This is part 1 in a series of articles based off of Matthew 5-7, entitled: Following Christ

Matthew 5:1-2 ESV
Seeing the crowds, he went up on the mountain, and when he sat down, his disciples came to him. And he opened his mouth and taught them saying…

This is the first time we see Jesus specifically bringing his disciples together and teaching them. It becomes the rallying cry for living out the Christ-following life. It becomes the standard to which his disciples must adhere to.
What Does It Mean?

As we look at the Beatitudes the first thing we notice is this gathering together of his disciples. He is not talking to the crowds who had experienced the miracles a few verses earlier. Here he speaks directly to his disciples. The Beatitudes would never work if it was rooted in anything but discipleship. Discipleship meant that they would be in close relationship with the Master. They would be continually learning from him as they walked with him for the next three years. The Christ-following life is one of discipleship.

In our day and age with a fast-paced culture of busy…busy…busy, virtualised community with cellphones and texting, and an internet generation of bloggers and myspaces, we don’t completely understand what it means to become disciples. Disciples in that day age meant ‘pupil of a teacher’. In the Jewish culture at the time, the teachers were the rabbis, and every rabbi had a following. Jesus had disciples and as a rabbi began the process of disseminating his ‘yoke’, or teaching, upon his disciples. The Beatitudes begin that journey for the disciples of Christ.

As Christians, we are Christ-followers. We follow Christ wherever he may lead.
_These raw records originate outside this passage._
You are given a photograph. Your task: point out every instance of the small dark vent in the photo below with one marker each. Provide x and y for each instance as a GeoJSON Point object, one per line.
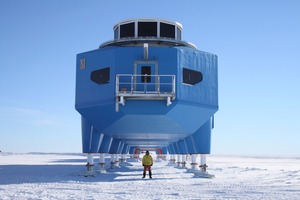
{"type": "Point", "coordinates": [101, 76]}
{"type": "Point", "coordinates": [191, 77]}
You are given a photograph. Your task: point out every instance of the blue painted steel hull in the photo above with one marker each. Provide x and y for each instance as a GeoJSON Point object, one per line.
{"type": "Point", "coordinates": [182, 127]}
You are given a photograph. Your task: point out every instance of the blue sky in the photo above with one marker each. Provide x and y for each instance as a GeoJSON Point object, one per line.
{"type": "Point", "coordinates": [257, 43]}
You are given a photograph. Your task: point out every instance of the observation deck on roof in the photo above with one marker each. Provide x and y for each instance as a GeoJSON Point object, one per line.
{"type": "Point", "coordinates": [135, 32]}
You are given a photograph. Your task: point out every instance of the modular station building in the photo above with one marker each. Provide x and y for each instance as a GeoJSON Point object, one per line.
{"type": "Point", "coordinates": [146, 89]}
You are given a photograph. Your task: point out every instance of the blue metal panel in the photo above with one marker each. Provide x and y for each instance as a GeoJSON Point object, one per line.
{"type": "Point", "coordinates": [90, 137]}
{"type": "Point", "coordinates": [182, 147]}
{"type": "Point", "coordinates": [202, 139]}
{"type": "Point", "coordinates": [147, 122]}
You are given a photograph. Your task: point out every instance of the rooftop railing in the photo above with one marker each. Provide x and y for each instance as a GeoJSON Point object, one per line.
{"type": "Point", "coordinates": [145, 87]}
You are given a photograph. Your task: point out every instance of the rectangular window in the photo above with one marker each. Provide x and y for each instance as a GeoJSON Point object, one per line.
{"type": "Point", "coordinates": [127, 30]}
{"type": "Point", "coordinates": [101, 76]}
{"type": "Point", "coordinates": [147, 29]}
{"type": "Point", "coordinates": [146, 72]}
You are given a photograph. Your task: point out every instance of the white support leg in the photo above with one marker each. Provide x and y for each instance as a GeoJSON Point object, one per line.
{"type": "Point", "coordinates": [112, 161]}
{"type": "Point", "coordinates": [90, 162]}
{"type": "Point", "coordinates": [123, 158]}
{"type": "Point", "coordinates": [117, 162]}
{"type": "Point", "coordinates": [203, 165]}
{"type": "Point", "coordinates": [202, 173]}
{"type": "Point", "coordinates": [178, 160]}
{"type": "Point", "coordinates": [90, 166]}
{"type": "Point", "coordinates": [102, 161]}
{"type": "Point", "coordinates": [194, 161]}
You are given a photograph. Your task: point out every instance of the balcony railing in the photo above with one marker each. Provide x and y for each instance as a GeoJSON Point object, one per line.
{"type": "Point", "coordinates": [145, 87]}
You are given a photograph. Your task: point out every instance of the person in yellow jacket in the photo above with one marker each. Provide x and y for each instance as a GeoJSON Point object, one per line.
{"type": "Point", "coordinates": [147, 163]}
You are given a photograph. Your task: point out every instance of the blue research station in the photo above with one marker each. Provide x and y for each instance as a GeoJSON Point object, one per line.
{"type": "Point", "coordinates": [146, 89]}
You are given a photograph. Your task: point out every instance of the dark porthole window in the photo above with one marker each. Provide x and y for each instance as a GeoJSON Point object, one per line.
{"type": "Point", "coordinates": [127, 30]}
{"type": "Point", "coordinates": [146, 74]}
{"type": "Point", "coordinates": [101, 76]}
{"type": "Point", "coordinates": [191, 77]}
{"type": "Point", "coordinates": [147, 29]}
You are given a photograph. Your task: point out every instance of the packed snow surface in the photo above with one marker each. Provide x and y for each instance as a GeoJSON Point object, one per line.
{"type": "Point", "coordinates": [57, 176]}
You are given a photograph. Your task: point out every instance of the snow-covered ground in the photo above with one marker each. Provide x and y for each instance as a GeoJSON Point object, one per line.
{"type": "Point", "coordinates": [55, 176]}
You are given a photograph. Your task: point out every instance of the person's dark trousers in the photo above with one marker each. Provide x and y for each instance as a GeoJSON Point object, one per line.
{"type": "Point", "coordinates": [147, 167]}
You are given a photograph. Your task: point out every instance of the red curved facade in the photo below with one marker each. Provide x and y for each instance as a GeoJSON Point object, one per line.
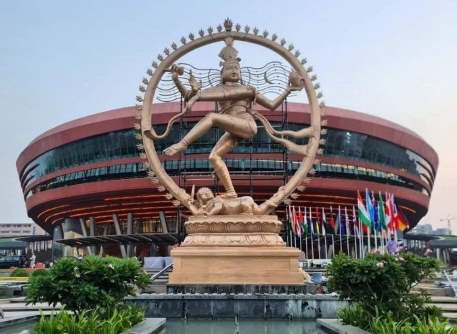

It’s hard to imagine that in our spiritual context. After Jesus ascended into Heaven, he sent the Comforter the Holy Spirit who lives within the hearts of men; but if we could return back to the imagery of a rabbi and his following of disciples, we would begin to understand what it truly means to follow Christ.
Disicipleship, The Precondition

Many times we want Christ to be our Savior but not our Lord. We want citizenship in heaven, without becoming Christ’s love-slave on earth. We desire freedom in Christ, without accepting the cross-lifestyle. If we truly desire to become followers of Christ, we must first become disciples. Disciples live by a discipline. This first sermon of Christ resonates as the first disciplines placed upon Christ’s disciples. The disciples listened intently to their Master’s disciplines. They did not understand who Christ was completely, but as their rabbi, they were to take now his teachings and live by them.

To live fully in Christ, we must first submit ourselves to a life of discipline. A life of discipline is illustrated in Paul’s words to the church in Rome:

Romans 6:17-18 ESV
But thanks be to God, that you who were once slaves of sin have become obedient from the heart to the standard of teaching to which you were committed, and, having been set free from sin, have become slaves of righteousness.

If we desire to truly grow in Christ, the first thing we must completely desire is to become slaves to righteousness. We will grow as disciples as we grow in the disciplines that the Lord asks us to live by. Discipleship will cost you everything. It will force you to become transparent, humble, and more often that not…desperate. Discipleship will stretch you. But this process of sanctification is what we walk through as we follow Christ.

Embracing Discipleship

What does all this mean practically? How do we live by disciplines? It begins with us looking to Jesus, to his written Word, and to fellowship of the saints (the body of Christ). We must submit to the authority of Christ in our lives. We must follow him. We must continue to let his Word mold and shape our heart and soul. When John speaks of the Word becoming flesh and dwelling amongst them, we must realize that the Bible is basically Christ speaking to us through the accounts of people through the ages of time. We must submit to the local church authority. We are called to follow Christ in community. Koinonia, a common fellowship. To grow we must submit to that local church authority.

The aim is following Christ, and our first job is to accept the call of discipleship.